In an open organ pipe ν₃ and ν₆ are 3rd and 6th harmonic frequencies, respectively. If ν₆ − ν₃ = 2200 Hz then length of the pipe is ____ mm. (Take velocity of sound in air is 330 m/s.)

In an open organ pipe ν3 and ν6 are 3rd and 6th harmonic frequencies, respectively

Q. In an open organ pipe $\nu_3$ and $\nu_6$ are 3rd and 6th harmonic frequencies, respectively.
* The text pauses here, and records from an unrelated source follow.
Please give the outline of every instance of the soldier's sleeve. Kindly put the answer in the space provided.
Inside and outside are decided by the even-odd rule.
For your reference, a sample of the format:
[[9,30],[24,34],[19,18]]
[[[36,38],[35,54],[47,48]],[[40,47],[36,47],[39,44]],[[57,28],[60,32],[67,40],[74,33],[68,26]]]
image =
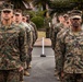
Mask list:
[[27,45],[29,46],[31,44],[31,31],[27,28],[26,30],[26,37],[27,37]]
[[19,47],[20,47],[20,58],[22,62],[26,61],[26,31],[24,28],[20,28],[20,36],[19,36]]
[[56,55],[56,69],[58,70],[58,72],[61,72],[63,70],[64,51],[66,46],[62,40],[62,37],[61,38],[57,37],[55,55]]

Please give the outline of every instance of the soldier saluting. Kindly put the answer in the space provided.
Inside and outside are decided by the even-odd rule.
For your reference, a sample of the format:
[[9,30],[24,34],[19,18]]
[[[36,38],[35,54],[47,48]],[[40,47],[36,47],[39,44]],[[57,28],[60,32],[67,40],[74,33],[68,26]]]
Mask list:
[[71,26],[57,37],[56,61],[61,82],[83,82],[82,12],[70,12]]
[[25,31],[12,23],[11,4],[4,4],[0,23],[0,82],[20,82],[26,61]]

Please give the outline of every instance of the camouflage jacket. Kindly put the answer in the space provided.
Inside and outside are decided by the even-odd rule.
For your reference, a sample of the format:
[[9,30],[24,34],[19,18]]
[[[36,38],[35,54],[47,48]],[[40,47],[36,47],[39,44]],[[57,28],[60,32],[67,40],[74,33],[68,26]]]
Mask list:
[[14,24],[0,24],[0,70],[17,69],[25,61],[25,31]]
[[56,44],[56,63],[59,72],[83,73],[83,30],[64,32]]
[[63,24],[59,23],[54,27],[52,31],[52,36],[51,36],[51,43],[52,43],[52,48],[55,49],[55,44],[56,44],[56,38],[57,38],[57,34],[61,31],[61,28],[63,28]]

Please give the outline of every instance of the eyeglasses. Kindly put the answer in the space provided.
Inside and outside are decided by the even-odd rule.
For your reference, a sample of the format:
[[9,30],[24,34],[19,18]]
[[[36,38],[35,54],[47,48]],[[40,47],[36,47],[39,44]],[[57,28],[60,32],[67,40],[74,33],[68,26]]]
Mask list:
[[11,11],[5,10],[5,11],[3,11],[3,13],[11,13]]
[[25,19],[22,19],[22,20],[25,20]]
[[15,14],[15,16],[20,16],[20,14]]

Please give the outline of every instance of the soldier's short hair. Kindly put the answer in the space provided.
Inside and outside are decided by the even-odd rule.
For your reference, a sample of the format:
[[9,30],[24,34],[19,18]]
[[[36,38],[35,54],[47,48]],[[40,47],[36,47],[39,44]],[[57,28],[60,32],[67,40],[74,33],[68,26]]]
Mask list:
[[4,2],[2,4],[2,10],[1,11],[13,11],[13,9],[14,9],[13,4]]

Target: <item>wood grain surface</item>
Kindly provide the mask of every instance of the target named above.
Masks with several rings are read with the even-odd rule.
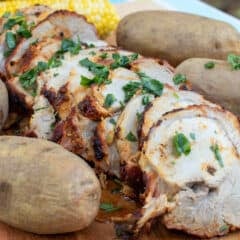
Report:
[[[143,9],[161,9],[161,6],[154,4],[152,1],[138,0],[137,3],[119,4],[117,10],[121,17],[135,11]],[[112,35],[108,42],[115,43],[114,35]],[[117,239],[114,227],[110,223],[94,222],[88,229],[81,232],[64,234],[64,235],[36,235],[26,233],[4,223],[0,223],[0,240],[114,240]],[[215,238],[218,240],[240,240],[240,233],[236,232],[229,234],[222,238]],[[214,239],[214,240],[215,240]],[[156,226],[148,234],[144,234],[139,240],[197,240],[196,237],[187,236],[180,232],[168,231],[160,224]]]

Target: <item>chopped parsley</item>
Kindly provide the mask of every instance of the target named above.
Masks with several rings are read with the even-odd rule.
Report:
[[[138,73],[138,76],[141,79],[142,88],[144,92],[152,93],[155,96],[161,96],[163,92],[164,85],[151,77],[148,77],[145,73]]]
[[[219,231],[222,233],[222,232],[226,232],[229,230],[229,226],[227,224],[224,224],[222,225],[220,228],[219,228]]]
[[[54,54],[49,60],[48,60],[48,68],[57,68],[62,66],[62,61],[60,59],[60,56],[58,54]]]
[[[11,13],[10,12],[5,12],[2,17],[3,18],[9,18],[11,16]]]
[[[123,86],[125,102],[128,102],[138,90],[141,90],[143,93],[154,94],[155,96],[162,95],[164,85],[160,81],[148,77],[145,73],[138,73],[138,75],[140,77],[139,82],[130,82]],[[145,98],[143,104],[147,103],[148,100]]]
[[[176,99],[179,99],[179,95],[178,95],[176,92],[173,93],[173,96],[174,96]]]
[[[90,44],[86,44],[87,48],[94,48],[95,45],[93,43],[90,43]]]
[[[110,108],[115,101],[116,101],[116,98],[114,97],[113,94],[111,94],[111,93],[107,94],[105,101],[104,101],[104,107]]]
[[[142,119],[143,119],[143,113],[137,112],[136,115],[137,115],[137,120],[138,120],[138,122],[141,122]]]
[[[115,121],[114,118],[111,118],[111,119],[109,120],[109,122],[110,122],[112,125],[116,125],[116,124],[117,124],[117,122]]]
[[[22,87],[28,91],[33,97],[36,96],[36,91],[37,91],[37,83],[36,79],[38,76],[39,72],[37,68],[30,69],[23,73],[19,77],[19,81],[22,85]]]
[[[196,140],[196,135],[195,135],[195,133],[190,133],[189,136],[190,136],[190,138],[191,138],[192,140]]]
[[[91,78],[87,78],[87,77],[84,77],[84,76],[81,76],[81,81],[80,81],[80,84],[84,87],[89,87],[91,86],[92,84],[94,84],[95,81],[94,81],[94,78],[91,79]]]
[[[115,212],[121,209],[121,207],[114,206],[112,203],[101,203],[100,209],[105,212]]]
[[[191,152],[191,144],[183,133],[176,133],[173,137],[173,148],[177,156],[188,155]]]
[[[187,81],[186,76],[184,74],[178,73],[173,77],[173,82],[175,85],[179,85],[181,83],[185,83]]]
[[[222,156],[220,154],[219,146],[214,144],[210,147],[211,151],[214,153],[216,160],[218,161],[220,167],[224,167]]]
[[[119,53],[113,53],[112,58],[114,62],[110,65],[110,68],[116,69],[118,67],[129,67],[129,64],[138,58],[138,54],[133,53],[130,56],[121,56]]]
[[[240,70],[240,56],[229,54],[227,61],[232,66],[232,70]]]
[[[44,109],[47,109],[47,108],[48,108],[48,106],[46,106],[46,107],[39,107],[39,108],[34,109],[34,111],[38,112],[38,111],[41,111],[41,110],[44,110]]]
[[[16,34],[14,34],[12,32],[7,32],[5,41],[6,41],[8,49],[10,49],[10,50],[14,49],[17,44]]]
[[[108,53],[102,53],[101,55],[99,55],[99,57],[101,59],[106,59],[108,57]]]
[[[61,43],[61,49],[58,51],[59,54],[70,52],[72,55],[77,55],[82,49],[81,42],[75,42],[72,39],[63,39]]]
[[[133,95],[140,89],[140,87],[141,87],[140,82],[130,82],[123,86],[125,102],[128,102],[133,97]]]
[[[131,131],[127,134],[126,139],[129,142],[137,142],[137,137]]]
[[[93,83],[96,83],[96,84],[110,83],[110,80],[108,80],[109,69],[106,66],[98,63],[94,63],[90,61],[88,58],[84,58],[80,60],[79,64],[83,67],[88,68],[88,70],[95,75],[95,77],[91,79],[91,81],[89,79],[88,86],[90,86]],[[81,85],[82,85],[82,79],[81,79]],[[87,86],[87,85],[84,85],[84,86]]]
[[[149,102],[150,102],[150,97],[148,95],[144,95],[142,98],[142,104],[146,106],[149,104]]]
[[[212,68],[215,67],[215,63],[214,63],[213,61],[209,61],[209,62],[207,62],[207,63],[204,64],[204,67],[205,67],[206,69],[212,69]]]
[[[92,55],[92,56],[95,56],[95,55],[96,55],[96,52],[91,51],[89,54]]]
[[[20,13],[16,13],[14,16],[6,13],[3,17],[7,19],[7,21],[3,25],[4,30],[11,30],[14,26],[19,26],[16,30],[16,33],[13,33],[11,31],[6,32],[5,42],[7,44],[7,49],[4,53],[4,56],[7,57],[16,47],[17,40],[19,38],[30,38],[32,36],[31,28],[33,27],[33,23],[28,24],[25,17]]]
If $\nu_6 - \nu_3 = 2200\ \text{Hz}$ then length of the pipe is ____ mm. (Take velocity of sound in air is $330\ \text{m/s}$.)

(A) 200

(B) 225

(D) 250

Correct Answer: 225

Explanation

For an open organ pipe, the frequency of the $n^{th}$ harmonic is given by

$$ \nu_n = \frac{n v}{2L} $$

where $v$ is the velocity of sound in air and $L$ is the length of the pipe.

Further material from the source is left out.